You Go Glenn!
I search daily for Extraordinary Women, whose stories I share with you through what I know, jewelry design. The 2019 Extraordinary Women collection will debut April 18th and is dedicated to women who did not get the credit they deserve for their life’s work. Women of Lost Fame.
John and I both love The Heights Theater in NE Minneapolis. Its history is woven into my childhood memories of Saturday afternoon movies and the amazing restoration not only brings me back but is much grander now than it ever was when I was a kid. We always get there 30 minutes before the show starts to soak up all this glitz as we watch the vintage Wurlitzer organ rise up from the floor. The organist does an amazing dance with both arms flying over the multiple rows of keys while his legs swing back and forth on the floor bass pedals. He plays tunes that make you expect Marilyn Monroe to glide down the aisle searching for a seat. So cool.
Another part of what we love about The Heights is that they show so many black and white classics. It's rare when a current movie sparks our interest but after reading a review on the new Glenn Close movie ‘The Wife’ and seeing it show up at our favorite theater, I knew we had to see it there.
The Wife, a 2003 novel by Meg Wolitzer, tells the story of the symbiotic relationship between a celebrated novelist and his wife-the supportive, invisible partner who takes her accustomed place in his shadow. The film opens with Joe receiving the news that he has won the Nobel Prize. His triumph prompts cracks in the veneer and we watch as she awakens to the uncomfortable, deeply suppressed truths of the lie they have been living as she sublimates her own literary career ambitions to serve his. Glenn Close sublimely captures Joan’s blend of determination and self-effacement. She is loving and resentful, supportive and repressed, fiercely intelligent and like a growing storm-is about to unleash a secret that she has held for too long.
As the viewer and a woman, I asked myself “Why the hell does she participate in this secret, and why can she not claim her own work, her own brilliance, her own originality and creation as HERS?”
Jocelyn Bell Burnell, an astrophysicist and member of the Extraordinary Women-Women of Lost Fame 2019 collection, may be the best one to answer my question. Bell Burnell, as a postgraduate student, discovered the first radio pulsars and although the discovery of neutron stars was hers, in 1967 her thesis supervisor was given the Nobel Prize.
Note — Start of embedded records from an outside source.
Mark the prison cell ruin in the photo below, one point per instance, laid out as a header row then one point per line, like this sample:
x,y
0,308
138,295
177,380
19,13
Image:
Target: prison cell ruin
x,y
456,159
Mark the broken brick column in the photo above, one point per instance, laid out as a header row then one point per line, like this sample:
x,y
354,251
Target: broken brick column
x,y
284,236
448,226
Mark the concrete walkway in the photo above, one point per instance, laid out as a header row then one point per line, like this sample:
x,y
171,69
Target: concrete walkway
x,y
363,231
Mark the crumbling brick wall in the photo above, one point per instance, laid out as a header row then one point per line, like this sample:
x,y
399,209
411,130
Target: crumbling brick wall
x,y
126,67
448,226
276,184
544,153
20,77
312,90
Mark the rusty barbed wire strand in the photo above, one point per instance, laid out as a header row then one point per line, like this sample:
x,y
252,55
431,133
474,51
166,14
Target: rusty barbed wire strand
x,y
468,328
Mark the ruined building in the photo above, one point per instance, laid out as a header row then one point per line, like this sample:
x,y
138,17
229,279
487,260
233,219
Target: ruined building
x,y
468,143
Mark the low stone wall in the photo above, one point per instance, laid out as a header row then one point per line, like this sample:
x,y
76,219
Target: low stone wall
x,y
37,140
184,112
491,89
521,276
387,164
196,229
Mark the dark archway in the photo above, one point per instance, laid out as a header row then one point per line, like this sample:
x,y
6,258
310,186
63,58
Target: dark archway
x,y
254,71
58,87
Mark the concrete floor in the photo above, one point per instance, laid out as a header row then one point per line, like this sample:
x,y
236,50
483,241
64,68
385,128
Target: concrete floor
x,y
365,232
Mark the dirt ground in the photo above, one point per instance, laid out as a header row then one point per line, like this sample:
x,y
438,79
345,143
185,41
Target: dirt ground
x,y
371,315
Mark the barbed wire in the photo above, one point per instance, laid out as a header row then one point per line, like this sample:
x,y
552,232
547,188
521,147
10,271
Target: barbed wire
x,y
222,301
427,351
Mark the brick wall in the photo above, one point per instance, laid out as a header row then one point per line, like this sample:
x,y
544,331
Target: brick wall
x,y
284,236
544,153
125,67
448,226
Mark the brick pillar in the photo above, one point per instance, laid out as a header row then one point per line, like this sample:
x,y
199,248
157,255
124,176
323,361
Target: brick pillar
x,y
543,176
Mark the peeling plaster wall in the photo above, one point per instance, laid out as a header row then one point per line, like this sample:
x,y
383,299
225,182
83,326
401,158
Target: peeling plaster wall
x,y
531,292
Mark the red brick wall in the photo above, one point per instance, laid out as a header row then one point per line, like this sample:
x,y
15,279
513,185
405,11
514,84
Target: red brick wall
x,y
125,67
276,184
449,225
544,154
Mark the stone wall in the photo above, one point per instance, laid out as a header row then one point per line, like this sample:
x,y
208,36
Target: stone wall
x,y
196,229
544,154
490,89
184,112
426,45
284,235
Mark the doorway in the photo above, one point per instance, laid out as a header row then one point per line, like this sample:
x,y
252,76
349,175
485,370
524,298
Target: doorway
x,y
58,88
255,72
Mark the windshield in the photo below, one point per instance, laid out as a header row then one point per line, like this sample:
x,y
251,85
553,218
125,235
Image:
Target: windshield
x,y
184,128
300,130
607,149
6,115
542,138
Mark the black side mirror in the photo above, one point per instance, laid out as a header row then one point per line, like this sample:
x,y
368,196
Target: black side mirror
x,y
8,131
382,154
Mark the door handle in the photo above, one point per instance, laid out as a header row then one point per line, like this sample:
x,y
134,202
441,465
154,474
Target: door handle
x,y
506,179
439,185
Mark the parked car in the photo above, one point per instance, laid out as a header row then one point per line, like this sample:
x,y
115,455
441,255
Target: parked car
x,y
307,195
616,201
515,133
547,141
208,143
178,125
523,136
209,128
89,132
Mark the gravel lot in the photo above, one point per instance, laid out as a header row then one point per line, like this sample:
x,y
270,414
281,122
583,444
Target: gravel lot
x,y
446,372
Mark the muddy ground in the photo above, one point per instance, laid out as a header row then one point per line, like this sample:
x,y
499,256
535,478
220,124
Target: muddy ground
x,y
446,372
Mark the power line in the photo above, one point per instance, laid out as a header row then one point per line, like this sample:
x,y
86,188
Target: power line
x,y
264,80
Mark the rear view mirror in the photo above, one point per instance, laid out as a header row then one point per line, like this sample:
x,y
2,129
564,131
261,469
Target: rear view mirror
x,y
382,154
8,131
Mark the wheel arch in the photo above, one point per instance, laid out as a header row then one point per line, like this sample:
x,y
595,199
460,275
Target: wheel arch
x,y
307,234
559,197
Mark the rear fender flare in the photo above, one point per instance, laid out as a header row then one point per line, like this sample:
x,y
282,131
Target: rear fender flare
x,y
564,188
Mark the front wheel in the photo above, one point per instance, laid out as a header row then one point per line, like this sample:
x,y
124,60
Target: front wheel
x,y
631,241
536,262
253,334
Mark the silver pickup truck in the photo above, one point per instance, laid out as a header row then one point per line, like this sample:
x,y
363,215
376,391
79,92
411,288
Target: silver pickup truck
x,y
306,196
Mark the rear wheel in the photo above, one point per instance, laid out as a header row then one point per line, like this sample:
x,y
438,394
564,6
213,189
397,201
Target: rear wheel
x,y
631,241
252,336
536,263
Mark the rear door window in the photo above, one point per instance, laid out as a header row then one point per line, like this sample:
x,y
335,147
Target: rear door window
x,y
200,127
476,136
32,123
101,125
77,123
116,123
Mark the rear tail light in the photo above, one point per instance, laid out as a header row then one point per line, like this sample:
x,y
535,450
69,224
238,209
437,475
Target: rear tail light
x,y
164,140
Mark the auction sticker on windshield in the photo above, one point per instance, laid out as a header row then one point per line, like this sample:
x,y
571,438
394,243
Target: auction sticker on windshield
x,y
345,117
52 years later, as a highly decorated scientist, Burnell encourages women to take the credit that is due to them and not feel they have to behave like She-males or We-men. She reminds us of the unconscious bias among women and prompts younger women who are still underrepresented in science fields to not think the battles have all been fought. She states that the limiting factor is CULTURE, not women’s brains, that all our roles have had to change, and that diversity is what is needed.
Bell Burnell suggests what will help women be better represented in science is to “make them braver and give them training.” Her attitude is not to change the men, but to fix the women. I don’t know about you, but this empowers me. It helps me frame it not a battle against men as much as a metamorphosis of society, a transformation of expected roles.
Jocelyn Bell Burnell, Rosalind Franklin, Margaret Keane, Tabitha Babbit, Zelda Fitzgerald, and Anna Hedgeman. These are just 6 of so many women whose life work was credited to another and I will be honored to tell you their stories.
And Ms. Close, a 6-time Oscar nominee but never a winner, was given the perfect platform to declare that, like her character Joan in The Wife, she will not be ignored or overlooked. You Go Glenn!